How come you’re still operating after 3 weeks of bombardment?  I thought there were no food supplies in Gaza.

You’re not in Gaza?

Oh, I see.  You’re in Ashdod.  Silly me, I must have forgotten to dial the Gaza prefix.

Right.  So you’re part of the terrified population of Southern Israel.  You know, I can scarcely imagine what you’re going through.

So you gave to suspend deliveries every time the sirens go off?  That’s terrible.

Well, I’m sorry if my call has alarmed you unnecessarily, but I can’t stay here chatting.  I must go, there’s a Palestinian family I have to warn about their imminent obliteration.

 

Operative 5:

Good evening, sir, I wonder if …

No, sir, I wasn’t aware that you were asleep.

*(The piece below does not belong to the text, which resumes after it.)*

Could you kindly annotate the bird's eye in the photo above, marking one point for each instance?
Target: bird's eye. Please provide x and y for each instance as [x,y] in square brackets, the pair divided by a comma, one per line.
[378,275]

Yes, I can imagine it’s the first sleep you’ve had in three days.

Well, I’m sorry to hear you take that attitude, sir, because believe me, we are calling you in your own best interests.

Sir, if it wasn’t for my call, there’s a chance you would still be sleeping when we start trying to kill you in about 90 minutes from now.  I really think you should show more appreciation.

If you prefer to die in peace, that’s your own decision, of course.  But let me just point out sir, that is entirely due to the humanitarian spirit of the Israeli Defence Forces that you have that choice.

And a very good night to you too.

 

About author:  Bangkokians with long memories may remember his irreverent column in The Nation in the 1980's. During his period of enforced silence since then, he was variously reported as participating in a 999-day meditation retreat in a hill-top monastery in Mae Hong Son (he gave up after 998 days), as the Special Rapporteur for Satire of the UN High Commission for Human Rights, and as understudy for the male lead in the long-running ‘Pussies -not the Musical' at the Neasden International Palladium (formerly Park Lane Empire).

And if you believe any of those stories, you might believe his columns.